BCE shares yield 4.82% with the company having raised its dividend by 3.6% in 2017.
The company’s payout ratio currently sits at 87.8%, so you shouldn’t expect any huge increases in the dividend any time soon, but at the same time, the businesses BCE operates are pretty low-risk in nature, so there isn’t a huge risk of the company cutting that payout.
This is the kind of stock you can park your money in, sit back, and collect the $0.72 quarterly dividend, while not losing any sleep at night worrying about the safety of your investment.
Canadian Imperial Bank of Commerce (TSX:CM)(NYSE:CM)
CIBC is my preferred dividend holding among the Canadian banks.

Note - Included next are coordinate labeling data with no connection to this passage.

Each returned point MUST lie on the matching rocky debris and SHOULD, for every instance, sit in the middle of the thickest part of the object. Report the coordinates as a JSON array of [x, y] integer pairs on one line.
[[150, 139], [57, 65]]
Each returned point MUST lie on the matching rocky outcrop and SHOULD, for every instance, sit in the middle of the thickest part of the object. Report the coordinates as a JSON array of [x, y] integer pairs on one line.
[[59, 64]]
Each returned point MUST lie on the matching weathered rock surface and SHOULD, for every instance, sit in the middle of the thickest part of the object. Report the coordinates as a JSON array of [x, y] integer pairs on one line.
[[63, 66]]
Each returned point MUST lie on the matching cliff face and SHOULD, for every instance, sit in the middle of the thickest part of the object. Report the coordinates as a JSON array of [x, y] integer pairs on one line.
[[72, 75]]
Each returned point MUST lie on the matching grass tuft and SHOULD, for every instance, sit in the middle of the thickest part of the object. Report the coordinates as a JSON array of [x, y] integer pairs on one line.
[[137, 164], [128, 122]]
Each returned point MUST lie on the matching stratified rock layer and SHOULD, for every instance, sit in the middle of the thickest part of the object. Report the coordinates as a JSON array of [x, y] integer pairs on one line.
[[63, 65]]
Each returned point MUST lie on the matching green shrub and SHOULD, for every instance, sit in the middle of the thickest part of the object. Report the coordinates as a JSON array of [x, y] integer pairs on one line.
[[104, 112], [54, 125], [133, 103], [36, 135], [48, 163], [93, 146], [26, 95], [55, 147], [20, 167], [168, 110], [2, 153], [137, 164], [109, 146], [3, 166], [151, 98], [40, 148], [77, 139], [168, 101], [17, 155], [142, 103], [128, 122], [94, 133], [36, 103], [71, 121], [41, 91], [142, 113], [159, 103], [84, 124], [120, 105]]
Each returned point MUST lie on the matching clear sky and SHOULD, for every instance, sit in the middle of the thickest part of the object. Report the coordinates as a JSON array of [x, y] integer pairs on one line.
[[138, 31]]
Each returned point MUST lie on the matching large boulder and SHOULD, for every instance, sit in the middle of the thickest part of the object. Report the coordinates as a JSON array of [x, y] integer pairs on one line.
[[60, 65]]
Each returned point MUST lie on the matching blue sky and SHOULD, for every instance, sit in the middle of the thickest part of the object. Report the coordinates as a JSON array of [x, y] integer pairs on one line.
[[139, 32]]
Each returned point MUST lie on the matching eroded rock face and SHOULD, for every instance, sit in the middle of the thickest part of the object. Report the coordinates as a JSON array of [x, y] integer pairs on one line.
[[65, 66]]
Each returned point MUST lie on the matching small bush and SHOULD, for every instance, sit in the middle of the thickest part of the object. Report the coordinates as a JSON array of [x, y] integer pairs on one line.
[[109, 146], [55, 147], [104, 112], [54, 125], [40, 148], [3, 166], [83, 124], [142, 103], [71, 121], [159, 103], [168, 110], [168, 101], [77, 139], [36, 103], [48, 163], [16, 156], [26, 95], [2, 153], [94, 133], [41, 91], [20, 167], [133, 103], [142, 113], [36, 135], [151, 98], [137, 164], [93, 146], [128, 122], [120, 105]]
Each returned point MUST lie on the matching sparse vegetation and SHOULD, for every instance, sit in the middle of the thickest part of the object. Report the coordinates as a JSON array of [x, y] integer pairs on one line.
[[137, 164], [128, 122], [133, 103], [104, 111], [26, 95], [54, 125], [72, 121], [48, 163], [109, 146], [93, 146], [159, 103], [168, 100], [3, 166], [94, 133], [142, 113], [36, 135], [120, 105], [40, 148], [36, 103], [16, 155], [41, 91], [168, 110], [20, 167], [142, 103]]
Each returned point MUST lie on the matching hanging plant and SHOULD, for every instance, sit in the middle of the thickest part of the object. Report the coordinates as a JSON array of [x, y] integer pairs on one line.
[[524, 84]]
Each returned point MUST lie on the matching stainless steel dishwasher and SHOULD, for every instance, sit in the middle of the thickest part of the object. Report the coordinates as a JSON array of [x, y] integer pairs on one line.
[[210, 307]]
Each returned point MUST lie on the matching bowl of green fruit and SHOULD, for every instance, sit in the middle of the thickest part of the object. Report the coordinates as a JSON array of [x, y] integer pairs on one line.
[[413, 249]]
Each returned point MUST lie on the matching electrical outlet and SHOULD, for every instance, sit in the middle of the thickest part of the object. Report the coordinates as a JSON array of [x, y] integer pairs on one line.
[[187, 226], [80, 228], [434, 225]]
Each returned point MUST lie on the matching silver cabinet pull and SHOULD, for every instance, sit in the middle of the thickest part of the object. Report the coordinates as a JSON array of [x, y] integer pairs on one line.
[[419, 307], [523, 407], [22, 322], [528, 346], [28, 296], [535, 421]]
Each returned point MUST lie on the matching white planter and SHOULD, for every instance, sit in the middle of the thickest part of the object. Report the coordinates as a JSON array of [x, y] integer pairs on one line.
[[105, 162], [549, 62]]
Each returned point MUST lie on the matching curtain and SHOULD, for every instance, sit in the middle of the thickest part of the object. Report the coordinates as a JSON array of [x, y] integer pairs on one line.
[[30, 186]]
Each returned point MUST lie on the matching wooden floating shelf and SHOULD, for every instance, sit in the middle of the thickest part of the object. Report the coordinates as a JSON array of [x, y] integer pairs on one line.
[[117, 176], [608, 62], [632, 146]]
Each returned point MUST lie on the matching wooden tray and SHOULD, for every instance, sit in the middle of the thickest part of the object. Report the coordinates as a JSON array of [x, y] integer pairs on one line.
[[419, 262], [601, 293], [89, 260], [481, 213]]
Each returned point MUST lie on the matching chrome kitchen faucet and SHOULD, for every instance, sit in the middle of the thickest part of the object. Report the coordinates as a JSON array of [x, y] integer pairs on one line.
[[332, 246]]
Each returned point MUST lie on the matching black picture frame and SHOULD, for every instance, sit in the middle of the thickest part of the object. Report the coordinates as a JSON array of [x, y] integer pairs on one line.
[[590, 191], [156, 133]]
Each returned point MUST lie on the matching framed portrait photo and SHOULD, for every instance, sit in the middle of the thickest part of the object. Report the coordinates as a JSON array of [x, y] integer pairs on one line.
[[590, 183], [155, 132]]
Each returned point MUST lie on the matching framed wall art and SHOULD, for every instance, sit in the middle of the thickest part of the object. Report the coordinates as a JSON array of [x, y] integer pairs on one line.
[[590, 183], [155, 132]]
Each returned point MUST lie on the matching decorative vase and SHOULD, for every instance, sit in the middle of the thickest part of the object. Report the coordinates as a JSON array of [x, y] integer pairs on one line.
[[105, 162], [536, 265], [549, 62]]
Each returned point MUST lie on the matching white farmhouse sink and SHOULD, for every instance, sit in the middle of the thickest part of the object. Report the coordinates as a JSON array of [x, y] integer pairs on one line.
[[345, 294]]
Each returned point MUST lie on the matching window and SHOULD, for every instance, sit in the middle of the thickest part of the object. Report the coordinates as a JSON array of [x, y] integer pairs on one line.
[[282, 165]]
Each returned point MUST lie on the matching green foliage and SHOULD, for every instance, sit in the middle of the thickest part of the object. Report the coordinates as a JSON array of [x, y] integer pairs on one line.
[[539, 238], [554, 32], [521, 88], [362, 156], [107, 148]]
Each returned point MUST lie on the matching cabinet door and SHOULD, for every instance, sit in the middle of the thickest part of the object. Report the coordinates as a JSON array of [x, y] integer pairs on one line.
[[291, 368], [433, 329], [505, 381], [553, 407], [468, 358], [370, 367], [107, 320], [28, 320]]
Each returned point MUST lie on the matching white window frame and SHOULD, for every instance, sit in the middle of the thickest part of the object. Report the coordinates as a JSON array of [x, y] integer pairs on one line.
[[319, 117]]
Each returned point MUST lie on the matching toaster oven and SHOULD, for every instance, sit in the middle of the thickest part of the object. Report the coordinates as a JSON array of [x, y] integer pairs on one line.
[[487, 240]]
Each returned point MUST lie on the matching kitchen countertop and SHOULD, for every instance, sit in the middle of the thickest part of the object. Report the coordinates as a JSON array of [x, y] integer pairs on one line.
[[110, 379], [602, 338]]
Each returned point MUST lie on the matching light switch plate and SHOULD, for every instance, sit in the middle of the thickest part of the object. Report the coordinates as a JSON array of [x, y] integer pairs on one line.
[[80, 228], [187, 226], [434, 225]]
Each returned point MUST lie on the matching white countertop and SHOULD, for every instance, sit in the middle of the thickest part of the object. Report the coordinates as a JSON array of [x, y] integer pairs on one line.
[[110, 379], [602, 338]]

Unlike the U.S. financial system, which is highly fragmented among many smaller regional banks that are forced to compete with each other aggressively to maintain market share, the Canadian financial system is a much different beast.
We all know how aggressive lending practices can lead to financial crises, as they did a little less than 10 years ago in the U.S., but in Canada the lenders are more comfortable “not rocking the boat,” so to speak.
That’s because they know that as there is only a handful of major players competing with each another for their respective share of the Canadian market, and as a result, there’s enough “pie” to go around for everyone.
CIBC shares yield 4.27%, having increased the payout twice in the last 12 months.
The bank is coming off a strong year in 2017, so there very well may be more increases on the way.
Enbridge Inc. (TSX:ENB)(NYSE:ENB)
Enbridge finds itself going through a transition these days following the company’s $37 billion acquisition of Houston-based Spectra Energy.
There’s no question that the Spectra deal has set the company up with a more diversified business that will help it generate a more stable and consistent cash flow stream for at least the next decade, if not longer.
Yet the $37 billion price tag did not exactly come cheap, which means that now the company more than likely will have to slow down the pace of its dividend increases compared to in years past.
The result is that Enbridge now looks a lot more like a traditional utility company rather than the growth company it used to market itself as to investors.
The shares yield 5.06%, and the stock is only a couple of dollars above its 52-week lows, which means now might be a good time to start initiating a position in the oil and gas company.